PML–RARα fusion gene transcripts and biological features in acute promyelocytic leukemia patients

Summary Acute promyelocytic leukemia (APL) is characterized by the presence of rearrangements involving the retinoic acid receptor α (RARα) gene and a variable incidence in different populations. The hybrid gene PML–RARα, present in 98% of cases, encodes a fusion protein essential to the pathogenesis of the disease. Depending of the PML's gene breakpoint in chromosome 15, the transcript subtypes bcr1, bcr2 and bcr3 may be formed.

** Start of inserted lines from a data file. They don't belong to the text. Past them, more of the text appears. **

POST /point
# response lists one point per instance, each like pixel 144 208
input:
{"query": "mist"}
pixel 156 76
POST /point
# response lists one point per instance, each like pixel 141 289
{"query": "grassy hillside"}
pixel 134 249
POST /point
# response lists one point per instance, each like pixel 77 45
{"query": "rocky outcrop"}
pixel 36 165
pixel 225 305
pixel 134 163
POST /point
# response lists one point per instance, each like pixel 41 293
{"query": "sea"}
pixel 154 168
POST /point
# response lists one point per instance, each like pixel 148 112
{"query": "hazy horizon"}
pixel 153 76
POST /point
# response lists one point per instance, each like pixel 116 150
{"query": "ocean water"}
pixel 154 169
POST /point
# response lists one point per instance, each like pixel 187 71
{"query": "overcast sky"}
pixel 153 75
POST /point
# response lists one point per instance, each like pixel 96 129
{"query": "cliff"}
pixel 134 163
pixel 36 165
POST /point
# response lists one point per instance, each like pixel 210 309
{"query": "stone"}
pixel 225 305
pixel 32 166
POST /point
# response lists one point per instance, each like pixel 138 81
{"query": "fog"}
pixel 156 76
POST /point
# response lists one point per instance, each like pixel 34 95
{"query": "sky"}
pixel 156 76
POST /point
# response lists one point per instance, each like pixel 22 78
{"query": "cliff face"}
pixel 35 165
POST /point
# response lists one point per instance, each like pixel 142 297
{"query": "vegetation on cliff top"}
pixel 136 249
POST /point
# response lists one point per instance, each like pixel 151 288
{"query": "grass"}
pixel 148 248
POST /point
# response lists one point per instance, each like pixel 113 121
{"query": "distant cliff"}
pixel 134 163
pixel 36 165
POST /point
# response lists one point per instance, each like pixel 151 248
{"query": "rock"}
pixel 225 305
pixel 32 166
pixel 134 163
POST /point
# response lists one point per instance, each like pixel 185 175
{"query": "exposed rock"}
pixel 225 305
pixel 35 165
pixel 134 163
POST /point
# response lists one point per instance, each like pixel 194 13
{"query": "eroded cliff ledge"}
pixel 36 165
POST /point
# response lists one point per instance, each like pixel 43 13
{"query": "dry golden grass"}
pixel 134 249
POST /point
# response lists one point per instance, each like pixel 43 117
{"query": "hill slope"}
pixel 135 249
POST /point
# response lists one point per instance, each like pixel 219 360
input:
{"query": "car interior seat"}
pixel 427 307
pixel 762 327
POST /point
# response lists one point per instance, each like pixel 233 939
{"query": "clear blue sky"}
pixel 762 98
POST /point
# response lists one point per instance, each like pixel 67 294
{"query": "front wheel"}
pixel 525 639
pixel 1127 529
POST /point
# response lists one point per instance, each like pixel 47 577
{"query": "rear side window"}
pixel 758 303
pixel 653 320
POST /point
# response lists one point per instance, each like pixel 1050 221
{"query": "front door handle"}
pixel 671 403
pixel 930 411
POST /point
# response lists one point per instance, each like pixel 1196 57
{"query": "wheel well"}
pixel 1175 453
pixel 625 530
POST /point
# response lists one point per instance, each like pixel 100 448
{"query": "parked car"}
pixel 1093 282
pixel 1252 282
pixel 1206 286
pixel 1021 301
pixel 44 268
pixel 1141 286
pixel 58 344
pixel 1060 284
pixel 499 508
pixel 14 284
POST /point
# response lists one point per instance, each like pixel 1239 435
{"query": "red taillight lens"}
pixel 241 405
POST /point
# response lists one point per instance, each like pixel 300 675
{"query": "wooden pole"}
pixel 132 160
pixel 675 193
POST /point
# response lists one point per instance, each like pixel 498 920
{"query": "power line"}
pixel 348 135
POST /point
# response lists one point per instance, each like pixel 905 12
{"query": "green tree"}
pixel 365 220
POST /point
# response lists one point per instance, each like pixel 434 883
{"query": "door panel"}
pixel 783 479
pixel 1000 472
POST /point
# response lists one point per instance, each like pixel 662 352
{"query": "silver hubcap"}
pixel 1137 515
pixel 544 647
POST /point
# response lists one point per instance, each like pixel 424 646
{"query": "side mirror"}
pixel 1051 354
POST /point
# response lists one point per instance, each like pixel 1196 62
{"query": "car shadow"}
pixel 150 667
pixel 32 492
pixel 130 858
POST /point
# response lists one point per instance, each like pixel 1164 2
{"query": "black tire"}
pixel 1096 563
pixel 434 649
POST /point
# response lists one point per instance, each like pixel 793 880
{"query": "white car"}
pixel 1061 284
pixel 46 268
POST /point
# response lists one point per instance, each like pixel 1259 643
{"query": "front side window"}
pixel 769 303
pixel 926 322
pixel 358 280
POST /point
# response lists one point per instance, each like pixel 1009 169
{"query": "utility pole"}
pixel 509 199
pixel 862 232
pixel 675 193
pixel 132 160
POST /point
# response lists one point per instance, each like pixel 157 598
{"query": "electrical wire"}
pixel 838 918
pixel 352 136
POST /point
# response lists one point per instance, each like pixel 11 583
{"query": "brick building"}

The correlation between these transcript subtypes and clinical parameters is still controversial. The objective of this study was to determine the frequencies of the PML–RARα transcripts and subtypes in a series of 32 APL patients from Northeast Brazil and to evaluate the association of these subtypes to different parameters. The method used was RT-PCR. The frequency of our APL cases is approximately 28% of the acute leukemias. The results showed the presence of PML–RARα isoform in all patients and a higher frequency of the bcr1/2 subtype. No significant statistical association was found between molecular subtypes and age, sex, French–American–British (FAB) classification, leukocyte and platelet count, hemoglobin level or coagulation tests. In conclusion, these data suggest similar molecular and biological features for our APL patients at diagnosis in comparison with those reported in current scientific literature.